Turning to the EAJA merits, I would likely find, first, that the appellant was a prevailing party because he secured a remand “predicated on administrative error”, Sumner v. Principi, 15 Vet.App. 256, 264-65 (2001), because the retroactive effect of Scates, supra, was, under Brewer, supra, to render the BVA’s June 1999 decision legally wrong in taking jurisdic*420tion over the matter at that point. That is, a caselaw change in law was always the law — in that courts “find” the law, they do not “make” it — and, therefore, it seems to me that the Board’s assertion of jurisdiction was thus always wrong. This situation contrasts with one in which the Board did not address law that was not yet in effect, as is the situation that leads a Court to remand under Karnas v. Derwinski, 1 Vet.App. 308 (1991), where there is no BVA error, see Vaughn v. Principi, 15 Vet.App. 277 (2001). Hence, the appellant appears to be a prevailing party for EAJA purposes.
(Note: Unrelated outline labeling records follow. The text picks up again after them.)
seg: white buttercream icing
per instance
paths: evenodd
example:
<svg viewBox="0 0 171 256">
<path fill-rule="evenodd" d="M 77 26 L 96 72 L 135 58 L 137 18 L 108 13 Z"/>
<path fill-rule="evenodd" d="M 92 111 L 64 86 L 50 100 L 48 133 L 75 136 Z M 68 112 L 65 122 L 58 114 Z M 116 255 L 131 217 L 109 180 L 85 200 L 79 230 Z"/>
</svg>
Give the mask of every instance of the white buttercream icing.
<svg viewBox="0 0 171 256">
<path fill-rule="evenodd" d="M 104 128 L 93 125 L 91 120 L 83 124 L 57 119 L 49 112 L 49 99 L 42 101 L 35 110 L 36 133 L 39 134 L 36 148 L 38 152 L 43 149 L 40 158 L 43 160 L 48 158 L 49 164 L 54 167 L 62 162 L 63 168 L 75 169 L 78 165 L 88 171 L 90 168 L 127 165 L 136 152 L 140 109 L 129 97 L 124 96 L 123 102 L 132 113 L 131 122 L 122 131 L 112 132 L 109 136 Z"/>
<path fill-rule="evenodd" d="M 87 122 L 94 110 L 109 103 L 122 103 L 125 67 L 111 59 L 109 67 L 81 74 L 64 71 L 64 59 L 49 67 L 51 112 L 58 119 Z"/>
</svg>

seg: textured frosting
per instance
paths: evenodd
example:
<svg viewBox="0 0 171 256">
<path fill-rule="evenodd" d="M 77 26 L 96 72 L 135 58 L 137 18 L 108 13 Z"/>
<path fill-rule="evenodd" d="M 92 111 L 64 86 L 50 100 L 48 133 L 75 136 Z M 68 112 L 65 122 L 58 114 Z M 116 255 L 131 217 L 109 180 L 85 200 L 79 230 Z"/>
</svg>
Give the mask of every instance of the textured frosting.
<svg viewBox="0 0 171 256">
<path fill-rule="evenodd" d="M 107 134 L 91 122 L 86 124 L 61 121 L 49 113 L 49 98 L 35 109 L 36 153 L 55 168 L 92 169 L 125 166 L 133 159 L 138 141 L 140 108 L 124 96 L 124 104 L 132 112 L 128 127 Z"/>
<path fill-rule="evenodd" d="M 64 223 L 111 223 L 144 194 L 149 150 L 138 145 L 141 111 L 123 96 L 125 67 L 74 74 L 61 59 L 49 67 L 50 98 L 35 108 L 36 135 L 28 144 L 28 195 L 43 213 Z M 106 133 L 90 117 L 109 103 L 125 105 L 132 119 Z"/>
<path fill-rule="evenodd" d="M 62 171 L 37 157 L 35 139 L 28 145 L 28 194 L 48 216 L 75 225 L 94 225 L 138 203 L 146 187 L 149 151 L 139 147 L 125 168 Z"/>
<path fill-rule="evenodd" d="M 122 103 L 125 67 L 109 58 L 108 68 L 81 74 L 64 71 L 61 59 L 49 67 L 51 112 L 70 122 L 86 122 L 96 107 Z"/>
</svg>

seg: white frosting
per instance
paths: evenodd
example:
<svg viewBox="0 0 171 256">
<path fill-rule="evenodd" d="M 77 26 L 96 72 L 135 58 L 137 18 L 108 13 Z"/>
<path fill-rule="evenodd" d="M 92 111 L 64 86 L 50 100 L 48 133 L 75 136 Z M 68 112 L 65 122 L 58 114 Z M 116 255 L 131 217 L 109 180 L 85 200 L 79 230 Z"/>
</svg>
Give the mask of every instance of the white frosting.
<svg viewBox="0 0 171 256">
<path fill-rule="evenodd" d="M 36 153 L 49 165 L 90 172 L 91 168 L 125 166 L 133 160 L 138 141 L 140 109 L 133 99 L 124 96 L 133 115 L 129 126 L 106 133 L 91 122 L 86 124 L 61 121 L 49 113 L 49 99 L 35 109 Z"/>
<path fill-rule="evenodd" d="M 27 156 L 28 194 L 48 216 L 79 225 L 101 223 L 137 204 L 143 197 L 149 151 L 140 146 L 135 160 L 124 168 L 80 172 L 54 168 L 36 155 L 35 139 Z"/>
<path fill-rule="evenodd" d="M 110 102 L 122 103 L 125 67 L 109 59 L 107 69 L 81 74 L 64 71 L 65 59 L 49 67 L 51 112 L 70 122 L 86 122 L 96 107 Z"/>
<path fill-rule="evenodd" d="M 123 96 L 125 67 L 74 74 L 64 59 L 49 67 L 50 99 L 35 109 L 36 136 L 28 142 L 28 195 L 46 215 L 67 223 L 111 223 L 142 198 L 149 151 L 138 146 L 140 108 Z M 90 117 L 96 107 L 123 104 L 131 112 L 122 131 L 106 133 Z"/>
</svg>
See 28 U.S.C. § 2412(d)(1)(A) (“court shall award to a prevailing party ... fees and other expenses ... unless the court finds that the position of the United States was substantially justified”); Sumner, 15 Vet.App. at 265.

However, with regard to the next EAJA question, whether the position of the Secretary was substantially justified in this instance, I would definitely find that the Secretary has carried his burden of demonstrating that his position was substantially justified under 28 U.S.C. § 2412(d)(1)(A) at both the administrative (BVA) and litigation (Court) stages. See Cullens v. Gober, 14 Vet.App. 234, 237-38 (2001) (en banc); Lematta v. Brown, 8 Vet.App. 504, 507 (1996). As to the Secretary’s position at the litigation stage, I believe that it was reasonable because he raised no objection to the appellant’s timely motion for vacatur, based on Scates, supra, of the underlying Board decision in this case. The Secretary cannot thus be said to have been involved in impermissible “foot dragging” at the litigation stage. Pierre v. West, 12 Vet.App. 92, 97 (1998) (citing Bowyer v. Brown, 7 Vet.App. 549, 550 (1995)). Furthermore, I believe that the Secretary’s position at the administrative stage was reasonable because, although that position was legally wrong, it was not unreasonable for the BVA to take this approach in light of the “confusing tapestry” of the statutory scheme. Stillwell v. Brown, 6 Vet.App. 291, 303-04 (1994) (holding that Secretary’s position at administrative stage was substantially justified because Board’s misconstruction of regulation was “reasonable mistake” in light of “confusing tapestry” presented by “statutory and regulatory framework” (quoting Hatlestad v. Derwinski, 1 Vet.App. 164, 167 (1991))); cf. Wisner v. West, 12 Vet.App. 330, 333-34 (1999) (holding, in context of determining whether Secretary’s position in underlying appeal was substantially justified, that Board’s pre-Hodge v. West, 155 F.3d 1356 (Fed.Cir.1998), reliance on Colvin v. Derwinski, 1 Vet.App. 171, 174 (1991), which Hodge had overruled, was reasonable), affirmed sub nom. Abbs v. Principi, 237 F.3d 1342 (Fed.Cir.2001); Clemmons v. West, 12 Vet.App. 245, 246-47 (1999) (same).1

Based on the above analysis, therefore, I would deny the EAJA application.

. As to the Hodge caselaw change, although the BVA had, in effect, been instructed by the Court's pre-Hodge caselaw to ignore VA’s reopening regulation (38 C.F.R. § 3.156), in the Scates situation the Court had, sub silentio, implicitly sanctioned the BVA’s exercise of original jurisdiction over a fee-agreement issue. See, e.g., In re the Fee Agreement of Mason, 13 Vet.App. 79, 88 (1999) (reversing in part BVA fee-agreement decision denying eligibility for past-due-benefits payment to attorney); In re the Fee Agreement of Stanley, 10 Vet.App. 104, 108 (1997) (affirming BVA fee-agreement decision denying eligibility for past-due-benefits payments to attorney).